Observational Studies

Much of the research conducted in frontotemporal degeneration and other neurological disorders is done through observational studies. Researchers observe and document over time the naturally occurring changes in a participant’s health, behavior, and cognitive abilities. Study participants are not required to take any specific medication or new drugs.

Observational studies are typically much larger than clinical trials and allow researchers to gather information from many participants. Epidemiology relies on observational studies to examine how, when and where diseases occur, and what risk factors or protective factors might exist.

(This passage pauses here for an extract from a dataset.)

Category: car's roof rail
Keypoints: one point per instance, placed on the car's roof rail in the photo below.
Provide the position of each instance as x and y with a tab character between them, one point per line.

Information gathered from observational studies has allowed researchers to gain insight into the course of the FTD disorders. The correlation of clinical findings, neuroimaging results, and post-mortem pathological findings has improved diagnosis, and patient response to prescribed medication has helped guide potential treatment for others. The value of observational studies in FTD will expand as researchers work with families in which a genetic mutation has been identified, and begin to gather information on patients even before the first symptoms are noticeable.

What to expect

Participants in observational studies will typically receive a comprehensive evaluation including a medical history, a medical exam, neuropsychological testing, genetics testing and brain imaging. They will be given information about the disease, medical management services and resources.

Depending on the research study, patients will return for follow-up visits for evaluation to assess changes in functioning on a scheduled basis. As a result of their participation in a study, people may be offered opportunities to participate in support groups, special programs or separate drug trials.

How to participate

Much, though not all, of the work in the U.S. being done in the field of FTD is through physicians within the federally funded Alzheimer’s Disease Research Center network (ADRC). In Canada, several university medical schools and health sciences centers are conducting FTD research.

Each center has its own unique area of emphasis, so you should ask about the particular research programs available and eligibility criteria.  Frequently the cost to the patient of study-related services and evaluations are waived, but you should confirm this before signing on to any research study.

AFTD lists centers with a known interest in FTD on our website on the U.S. and Canadian Regional pages. A full listing of ADRCs can be found through the National Institute on Aging at the National Institutes of Health website.

Visit the website of the National Institute of Neurological Disorders and Stroke (NINDS) Clinical Center in Bethesda, MD for information on research conducted there.